Centers for Disease Control and Prevention (CDC) Black Box project

Secure De-duplication Tool for HIV Surveillance

The CDC Black Box project empowers public health jurisdictions nationwide to enhance their HIV surveillance and prevention activities through Georgetown’s ATra® infrastructure. Building on successful NIH and CDC pilot programs that initially connected DC, MD, VA, and later expanded to eight East Coast jurisdictions, this secure platform enables rapid data exchange for persons with HIV while adhering to the highest security and confidentiality standards.

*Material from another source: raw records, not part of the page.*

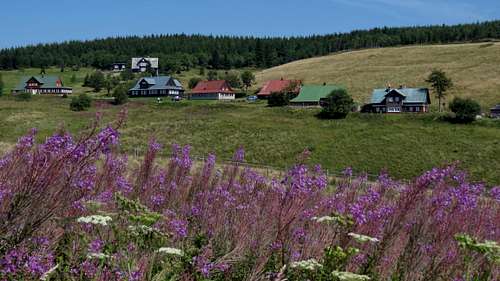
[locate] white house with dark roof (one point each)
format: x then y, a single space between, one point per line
391 100
144 64
42 85
157 86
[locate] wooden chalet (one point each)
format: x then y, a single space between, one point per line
311 95
279 86
157 86
144 64
119 66
213 90
399 100
42 85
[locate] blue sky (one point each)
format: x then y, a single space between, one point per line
34 21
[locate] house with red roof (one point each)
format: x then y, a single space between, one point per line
213 90
279 86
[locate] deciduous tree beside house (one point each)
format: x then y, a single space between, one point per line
336 105
247 78
440 83
465 110
193 82
212 75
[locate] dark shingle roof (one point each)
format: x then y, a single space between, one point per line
215 86
49 81
159 83
412 95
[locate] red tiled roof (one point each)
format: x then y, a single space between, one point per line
216 86
274 86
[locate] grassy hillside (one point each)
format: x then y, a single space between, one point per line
405 145
475 69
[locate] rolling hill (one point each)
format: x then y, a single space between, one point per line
474 68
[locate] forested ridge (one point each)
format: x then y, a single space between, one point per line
182 52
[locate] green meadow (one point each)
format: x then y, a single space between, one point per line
405 145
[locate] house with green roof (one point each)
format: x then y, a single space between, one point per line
42 85
311 95
399 100
157 86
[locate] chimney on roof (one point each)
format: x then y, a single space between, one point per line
388 87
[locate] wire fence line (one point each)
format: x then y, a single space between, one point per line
268 169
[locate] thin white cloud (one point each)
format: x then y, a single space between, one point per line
433 10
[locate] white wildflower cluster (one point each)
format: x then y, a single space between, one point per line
47 274
363 238
137 230
349 276
171 251
100 256
310 264
96 219
325 219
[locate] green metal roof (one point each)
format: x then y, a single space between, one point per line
313 93
47 82
412 95
159 83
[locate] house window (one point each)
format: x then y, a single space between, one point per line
394 109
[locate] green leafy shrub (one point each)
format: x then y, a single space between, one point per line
80 103
280 99
193 82
337 105
120 95
465 110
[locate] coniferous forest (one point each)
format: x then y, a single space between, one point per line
181 52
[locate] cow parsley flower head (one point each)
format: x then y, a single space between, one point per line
349 276
95 219
47 274
310 264
363 238
171 251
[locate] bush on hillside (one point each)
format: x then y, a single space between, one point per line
337 105
80 103
280 99
120 95
465 110
193 82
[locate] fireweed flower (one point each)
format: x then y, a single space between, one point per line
99 256
179 228
46 275
495 193
310 264
96 246
96 219
325 219
363 238
171 251
349 276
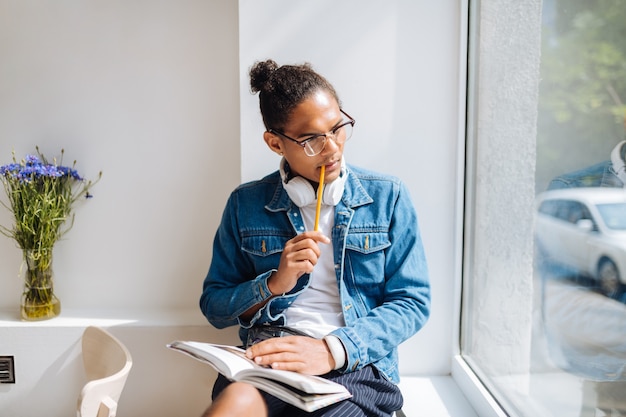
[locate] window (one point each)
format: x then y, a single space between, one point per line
544 300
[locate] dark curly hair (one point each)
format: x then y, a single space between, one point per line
282 88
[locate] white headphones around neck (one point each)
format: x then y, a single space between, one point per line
619 165
302 193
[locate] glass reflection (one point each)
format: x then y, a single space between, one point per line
581 213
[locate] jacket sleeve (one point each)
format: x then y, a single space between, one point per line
231 286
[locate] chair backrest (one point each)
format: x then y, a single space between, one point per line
107 363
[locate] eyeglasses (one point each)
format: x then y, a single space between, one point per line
315 144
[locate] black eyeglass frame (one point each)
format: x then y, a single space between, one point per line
303 143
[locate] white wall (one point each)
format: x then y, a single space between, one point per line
147 92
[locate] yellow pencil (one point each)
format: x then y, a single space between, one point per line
320 193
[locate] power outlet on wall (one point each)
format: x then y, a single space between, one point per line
7 370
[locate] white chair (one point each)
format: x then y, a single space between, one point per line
107 364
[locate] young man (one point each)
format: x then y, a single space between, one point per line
351 291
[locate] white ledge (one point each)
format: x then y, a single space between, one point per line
434 396
107 318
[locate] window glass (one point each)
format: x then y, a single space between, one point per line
575 364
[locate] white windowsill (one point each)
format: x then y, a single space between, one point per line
83 318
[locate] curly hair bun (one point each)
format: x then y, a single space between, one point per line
260 74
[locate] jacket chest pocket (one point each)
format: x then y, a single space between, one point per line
263 245
367 242
365 264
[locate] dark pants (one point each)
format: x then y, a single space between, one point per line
372 395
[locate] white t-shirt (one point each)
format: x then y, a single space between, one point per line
317 311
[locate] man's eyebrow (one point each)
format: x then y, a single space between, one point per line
308 135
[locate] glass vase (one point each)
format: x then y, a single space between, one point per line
38 299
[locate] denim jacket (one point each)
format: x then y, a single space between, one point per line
598 175
379 264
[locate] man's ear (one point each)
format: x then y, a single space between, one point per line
273 142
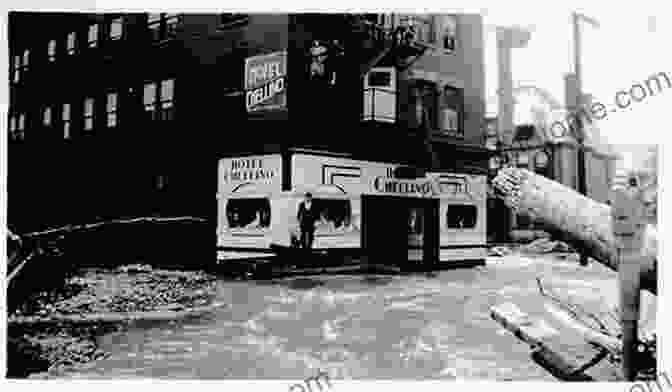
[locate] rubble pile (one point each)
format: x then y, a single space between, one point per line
133 288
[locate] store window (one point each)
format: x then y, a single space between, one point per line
116 28
88 114
93 36
461 216
111 110
51 51
335 214
66 121
71 43
46 116
252 213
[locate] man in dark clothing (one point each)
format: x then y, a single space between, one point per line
307 216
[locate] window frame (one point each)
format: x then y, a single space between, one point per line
71 43
47 110
89 116
66 120
93 43
112 111
52 47
163 26
118 21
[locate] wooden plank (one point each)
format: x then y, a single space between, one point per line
560 350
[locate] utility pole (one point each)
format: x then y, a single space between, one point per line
577 18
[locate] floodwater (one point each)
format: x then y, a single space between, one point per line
354 327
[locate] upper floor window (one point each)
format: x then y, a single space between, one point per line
167 94
420 25
46 116
425 98
162 26
71 44
159 99
17 69
93 36
116 28
149 99
88 114
26 56
12 125
452 104
51 50
449 32
233 19
111 109
66 121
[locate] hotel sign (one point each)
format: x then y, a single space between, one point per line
266 82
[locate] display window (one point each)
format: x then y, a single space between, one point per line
249 214
461 216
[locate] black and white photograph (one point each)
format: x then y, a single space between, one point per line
321 197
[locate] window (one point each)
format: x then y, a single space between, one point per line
451 110
111 109
421 26
51 50
116 28
162 26
12 125
26 56
251 214
449 33
88 114
66 121
426 98
335 215
93 36
46 116
160 104
17 69
167 91
20 131
149 99
461 216
71 44
233 19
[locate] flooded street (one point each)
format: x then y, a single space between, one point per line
355 327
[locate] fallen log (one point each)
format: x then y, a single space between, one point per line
556 348
586 223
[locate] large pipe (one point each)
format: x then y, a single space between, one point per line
586 223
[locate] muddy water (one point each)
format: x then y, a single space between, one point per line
354 327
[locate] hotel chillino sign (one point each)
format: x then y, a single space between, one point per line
266 82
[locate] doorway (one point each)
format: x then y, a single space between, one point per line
400 231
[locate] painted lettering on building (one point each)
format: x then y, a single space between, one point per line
266 82
404 187
248 170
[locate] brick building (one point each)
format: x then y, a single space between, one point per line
127 114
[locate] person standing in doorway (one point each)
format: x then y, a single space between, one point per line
307 216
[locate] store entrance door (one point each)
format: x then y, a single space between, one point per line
400 231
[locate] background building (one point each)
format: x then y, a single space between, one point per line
127 114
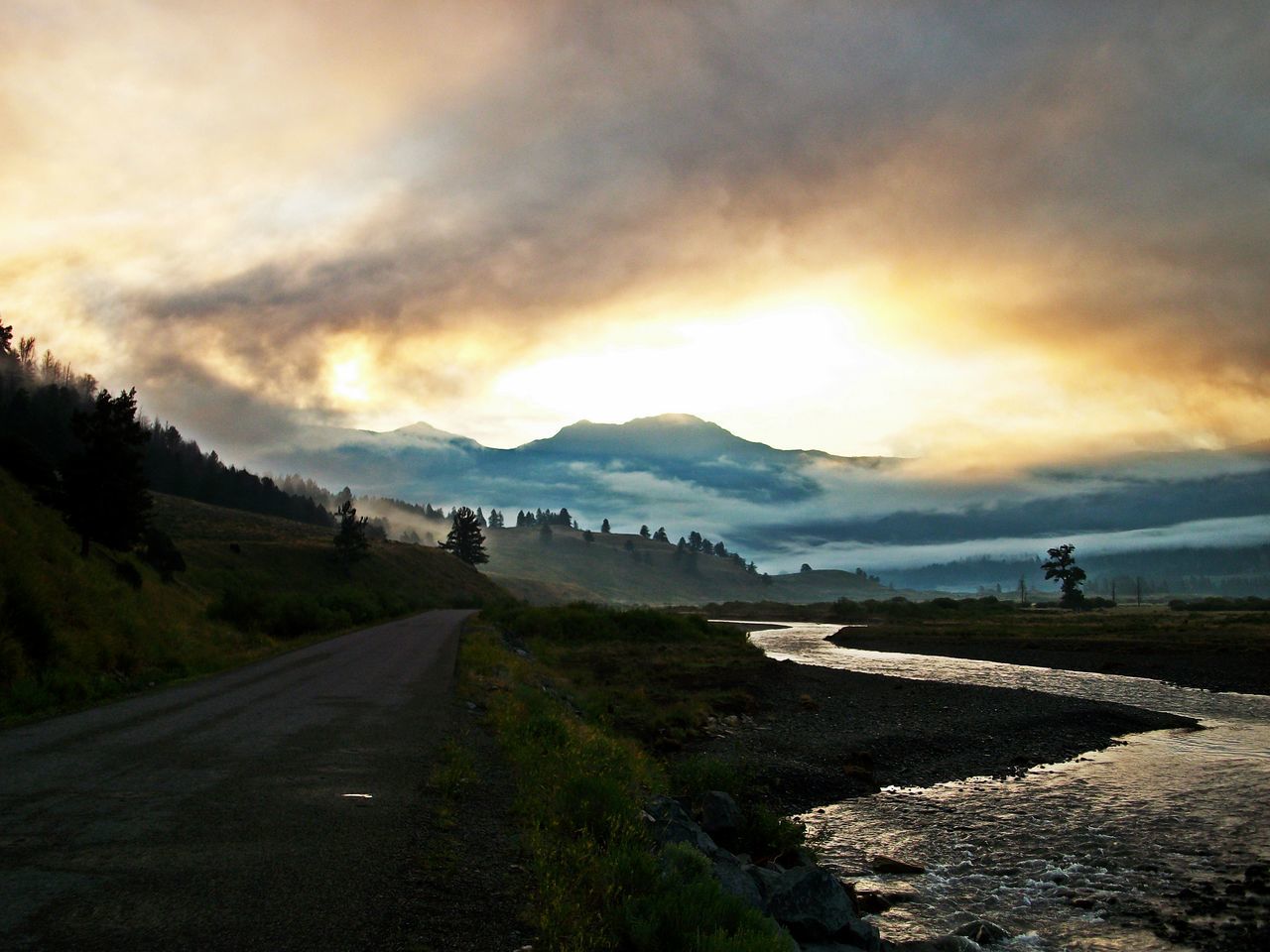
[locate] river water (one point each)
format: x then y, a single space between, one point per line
1095 853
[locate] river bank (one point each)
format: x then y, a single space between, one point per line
821 735
1194 661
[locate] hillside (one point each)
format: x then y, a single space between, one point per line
568 567
73 630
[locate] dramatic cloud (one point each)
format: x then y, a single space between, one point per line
983 234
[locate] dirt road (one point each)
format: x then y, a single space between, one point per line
262 809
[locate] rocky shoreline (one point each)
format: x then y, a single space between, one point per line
820 735
1194 666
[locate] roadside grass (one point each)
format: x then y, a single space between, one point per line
584 774
452 774
76 631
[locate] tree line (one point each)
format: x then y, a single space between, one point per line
86 452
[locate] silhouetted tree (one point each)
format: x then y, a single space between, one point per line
162 553
350 540
105 493
1062 566
465 539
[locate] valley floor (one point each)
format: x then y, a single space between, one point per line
821 735
1215 652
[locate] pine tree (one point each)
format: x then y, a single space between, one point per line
465 539
1062 566
350 540
104 483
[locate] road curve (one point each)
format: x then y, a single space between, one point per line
262 809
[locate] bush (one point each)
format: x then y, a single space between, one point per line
26 619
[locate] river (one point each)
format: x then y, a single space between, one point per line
1096 853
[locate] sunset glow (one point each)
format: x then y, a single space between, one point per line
500 218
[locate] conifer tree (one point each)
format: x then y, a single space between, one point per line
465 539
104 483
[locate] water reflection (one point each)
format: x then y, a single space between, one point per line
1088 855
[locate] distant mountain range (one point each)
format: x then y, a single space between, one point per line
785 507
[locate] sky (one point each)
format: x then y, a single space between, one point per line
978 234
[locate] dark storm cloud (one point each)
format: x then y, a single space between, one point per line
1115 150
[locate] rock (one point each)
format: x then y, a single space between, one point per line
815 906
720 816
983 932
799 856
666 809
672 824
735 880
765 880
944 943
889 865
871 900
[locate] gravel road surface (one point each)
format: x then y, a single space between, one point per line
262 809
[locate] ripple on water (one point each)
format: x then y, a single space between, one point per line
1087 855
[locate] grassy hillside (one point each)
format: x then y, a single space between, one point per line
568 567
75 630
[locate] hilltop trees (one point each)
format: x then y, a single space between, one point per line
465 539
350 539
104 486
1062 565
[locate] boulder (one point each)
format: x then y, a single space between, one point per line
815 906
889 865
735 879
672 824
765 880
799 856
720 816
944 943
871 898
982 932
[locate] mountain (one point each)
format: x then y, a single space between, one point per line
786 507
581 467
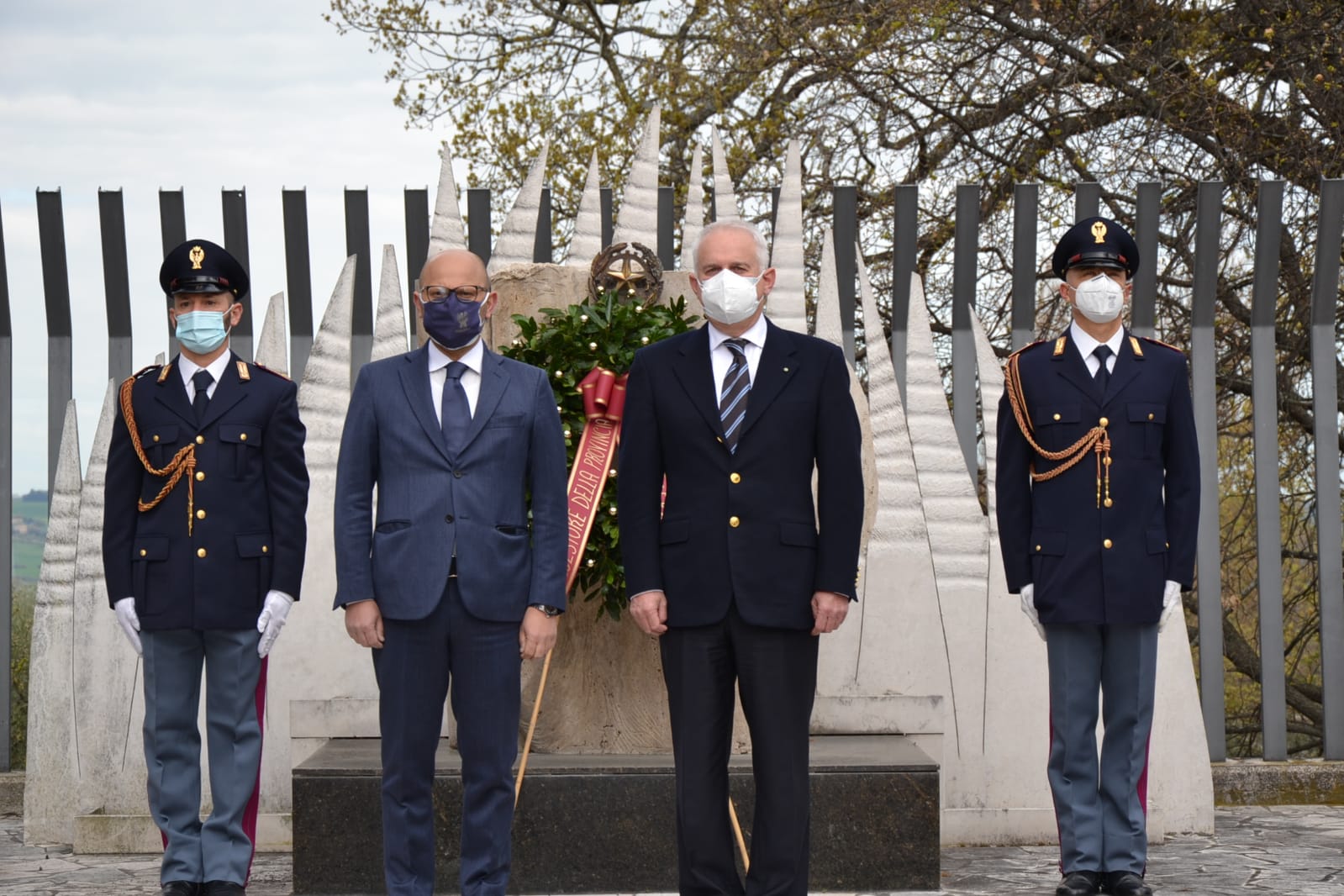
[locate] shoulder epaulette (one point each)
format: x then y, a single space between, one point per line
273 372
1157 341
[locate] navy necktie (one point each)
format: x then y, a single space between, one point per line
1102 375
202 381
455 413
737 383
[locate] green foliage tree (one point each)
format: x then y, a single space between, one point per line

By facilitating this protected information sharing, the project significantly improves the timeliness, completeness, and accuracy of both local and national HIV surveillance data—metrics crucial for evaluating progress on key health outcomes and national indicators for the Ending the HIV Epidemic initiative. 

“Maryland was able to resolve approximately 20% of their original 2018 CIDR List via PS18-1805 Black Box. This represents a potential savings of approximately 258 staff hours.”

“High proportion of accepted matches found to be the same as at the end of the CIDR evaluation period: 97.0% for Exact, 94.6% for Extremely High”

To date, 40 jurisdictions have established data sharing agreements with Georgetown and actively participate in these critical de-duplication activities.